Remix.run Logo
benjiro29 10 hours ago

Anybody notice that they did not include Sonnet 5 Max in the "Agentic Search results", when comparing to Opus 4.8 ...

Based upon the "Agentic Computer usage", Sonnet 5 Max was going to be off "Agentic Search results" chart. lol ...

In short, Sonnet 5 Low/Medium is more cost efficient, if its a task below Opus 4.8 Medium. For the rest its expensive and your better off using Opus 4.8.

Why even release this model?

ricardobeat 9 hours ago | parent | next [-]

Because it’s a massive improvement over the previous model, and cheaper?

You are reading too much into the graph and ignoring the threshold of usefulness for real world tasks. By that logic Sonnet 4.5 would have never been worth using.

benjiro29 9 hours ago | parent [-]

Am i missing something? Because your making my point. Its only worth it compared to Opus 4.8, if the tasks your running requires Opus 4.8 low (or non-existing lower).

For the rest the gap in pricing vs efficiency is so small, that there is no point in using Sonnet. I am looking at their own cost comparisons vs efficiency...

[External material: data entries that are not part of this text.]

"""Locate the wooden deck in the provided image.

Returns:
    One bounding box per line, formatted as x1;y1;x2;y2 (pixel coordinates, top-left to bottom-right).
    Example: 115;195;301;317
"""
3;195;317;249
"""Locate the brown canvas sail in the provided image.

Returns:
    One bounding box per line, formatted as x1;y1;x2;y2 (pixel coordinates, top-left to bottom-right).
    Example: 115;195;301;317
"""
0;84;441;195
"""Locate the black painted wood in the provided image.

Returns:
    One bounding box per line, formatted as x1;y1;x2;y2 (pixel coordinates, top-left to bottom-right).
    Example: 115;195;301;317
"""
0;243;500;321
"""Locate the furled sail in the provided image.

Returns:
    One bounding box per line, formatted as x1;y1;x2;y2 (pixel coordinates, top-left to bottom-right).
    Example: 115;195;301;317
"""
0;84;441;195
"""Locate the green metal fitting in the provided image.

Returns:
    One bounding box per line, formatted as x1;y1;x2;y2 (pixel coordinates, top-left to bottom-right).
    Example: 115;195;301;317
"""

ricardobeat 8 hours ago | parent [-]

The point is that Sonnet at medium or even low will be smart enough for most daily tasks. You’re defining “worth using” as if you always need the highest performance possible, which is what these benchmarks measure, but most work doesn’t need it. You’ll pay more to get the same result. Sonnet 4.5 is very popular as a main model currently, this is a free upgrade.

I use Haiku a lot for agent workflows, if I can get better output at similar prices, Sonnet 5 will replace it completely.

bredren 9 hours ago | parent | prev [-]

I'd narrow that to why even allow the harness to run `high` on this model?